WebGL Shaders: GPU-Accelerated Particle Systems
If you're still iterating over an array of particle objects in JavaScript and updating their x and y positions every frame, you're doing it wrong. It's 2016, and the bottleneck is the CPU-GPU bridge. We need to move the entire simulation loop into the shaders.
The Bottleneck: Buffer SubData
Calling gl.bufferSubData every frame for 100,000 particles is a performance killer. Instead, we store the state (position, velocity, age) in textures or use Transform Feedback (if you're on the bleeding edge of WebGL 2, though WebGL 1 is still king for compatibility).
Vertex Shader Logic
We can calculate the new position based on the initial position and the elapsed time directly in the vertex shader.

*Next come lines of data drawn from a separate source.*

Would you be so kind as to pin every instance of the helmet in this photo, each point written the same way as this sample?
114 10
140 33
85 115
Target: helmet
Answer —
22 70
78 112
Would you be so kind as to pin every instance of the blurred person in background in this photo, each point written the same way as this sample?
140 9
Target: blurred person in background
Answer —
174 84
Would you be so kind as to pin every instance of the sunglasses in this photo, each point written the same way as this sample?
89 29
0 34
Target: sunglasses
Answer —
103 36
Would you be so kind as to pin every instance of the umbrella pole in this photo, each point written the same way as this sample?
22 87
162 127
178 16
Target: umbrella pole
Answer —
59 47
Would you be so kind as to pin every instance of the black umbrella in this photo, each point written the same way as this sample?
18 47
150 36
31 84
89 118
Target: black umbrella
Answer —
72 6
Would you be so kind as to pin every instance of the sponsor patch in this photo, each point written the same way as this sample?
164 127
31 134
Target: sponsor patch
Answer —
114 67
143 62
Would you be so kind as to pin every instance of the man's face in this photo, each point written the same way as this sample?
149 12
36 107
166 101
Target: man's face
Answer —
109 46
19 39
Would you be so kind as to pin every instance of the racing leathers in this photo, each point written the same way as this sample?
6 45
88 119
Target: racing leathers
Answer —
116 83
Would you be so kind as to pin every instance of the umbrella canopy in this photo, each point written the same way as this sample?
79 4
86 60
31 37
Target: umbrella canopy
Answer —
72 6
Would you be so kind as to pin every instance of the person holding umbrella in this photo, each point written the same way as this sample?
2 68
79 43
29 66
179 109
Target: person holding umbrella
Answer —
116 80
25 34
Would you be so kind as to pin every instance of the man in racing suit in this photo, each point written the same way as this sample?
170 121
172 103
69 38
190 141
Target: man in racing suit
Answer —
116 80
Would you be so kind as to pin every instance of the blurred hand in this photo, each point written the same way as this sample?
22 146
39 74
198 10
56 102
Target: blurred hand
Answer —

attribute vec3 a_initialPosition;
attribute vec3 a_velocity;
attribute float a_startTime;
uniform float u_time;
uniform float u_duration;
varying float v_age;
void main() {
float elapsed = u_time - a_startTime;
v_age = elapsed / u_duration;
if (v_age < 1.0) {
// Simple physics: p = p0 + v*t + 0.5*a*t^2
vec3 gravity = vec3(0.0, -9.8, 0.0);
vec3 currentPosition = a_initialPosition + (a_velocity * elapsed) + (0.5 * gravity * elapsed * elapsed);
gl_Position = u_projectionMatrix * u_modelViewMatrix * vec4(currentPosition, 1.0);
gl_PointSize = 2.0 * (1.0 - v_age);
} else {
// Move off-screen
gl_Position = vec4(999.0, 999.0, 999.0, 1.0);
}
}
Fragment Shader Beauty
To make them look like real fire or smoke, we use the gl_PointCoord to draw a procedural circle or sample a noise texture.
precision mediump float;
varying float v_age;
void main() {
float dist = distance(gl_PointCoord, vec2(0.5, 0.5));
if (dist > 0.5) discard;
float alpha = 1.0 - v_age;
gl_FragColor = vec4(1.0, 0.5, 0.2, alpha * (0.5 - dist) * 2.0);
}
CPU-Side Setup
The key is to upload the data once and just update a single u_time uniform.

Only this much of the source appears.